I settled in Union Station
Smoking until dawn, the wood benches
Near the tracks were feathers
That beckoned me to lay.

And with the sun I set
On the tracks with a soldier blind from Vietnam
And understood there the insanity of self-destruction.

Robin Shepard

She Says My Last Poem was Appalling

That’s me doing my finest Alan Dugan.

You think it approaches the profane,
but it’s the best I can do
under the present circumstances.

Yes, it stretches the bounds of good
taste and decency.
But what better subject to explore
than one’s own decadent desires?

Dugan crapped
on the couch cushions
after his mind burglarized
a couple of homes,
honoring art in all of its stinking glory.

Poems should be full
of such fecund imagination.
If I write about uncouth things,
it’s a bit much, I confess.

I aim for an elegant way to express
the inexpressible power of animal
lust in one man’s body.
I’m not always proud to admit it.

I should slink around like a dirty
old man, but the poem’s the thing
and it has to sing its own song.
I’m just trying to stay out of its way.

Damn poems run around
and grab ass and tease
until the shrieks reach my ears,
then I have to express regret
for the way my hands
touch you through the lines.


Trevor Jones

Anthem


If we think history’s anthemic,
think again.

The soaring black anthems of jet engines
and nation-states from hell.

They speak of transcendence
but what of vacant lots
with chainlink perimeters
and in the midground
the ugly human soul
and for me,
the paranoid itching
of dull afternoons,
what of that?

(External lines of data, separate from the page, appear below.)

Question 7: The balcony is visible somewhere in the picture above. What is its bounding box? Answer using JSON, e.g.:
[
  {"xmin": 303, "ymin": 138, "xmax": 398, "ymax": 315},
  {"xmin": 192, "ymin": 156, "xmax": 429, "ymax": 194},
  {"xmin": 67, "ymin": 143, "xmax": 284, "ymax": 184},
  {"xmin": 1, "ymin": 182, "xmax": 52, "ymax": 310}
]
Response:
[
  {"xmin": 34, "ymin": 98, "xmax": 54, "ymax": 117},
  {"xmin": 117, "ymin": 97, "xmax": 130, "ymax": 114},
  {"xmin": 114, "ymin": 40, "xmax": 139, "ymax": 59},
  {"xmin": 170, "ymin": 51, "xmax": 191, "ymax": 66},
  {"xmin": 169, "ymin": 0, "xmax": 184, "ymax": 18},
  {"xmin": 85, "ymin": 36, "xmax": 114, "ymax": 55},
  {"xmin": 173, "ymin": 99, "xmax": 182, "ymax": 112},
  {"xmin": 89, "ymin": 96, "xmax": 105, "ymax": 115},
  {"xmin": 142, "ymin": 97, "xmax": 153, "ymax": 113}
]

Do
we contain the inventory
of agitation and irritability–

The myriad cruelties
don’t bother me today.
Neither do manic energies
reach me, like I’m
plugged into the wall–
today sunrise looked like sunset
more red than yellow
the ocean its ambient self,
everything’s a landscape.

All these years I’ve
written nothing
yet failed to see
I thought
in verse,

an ashcan went full floral bloom, and bent.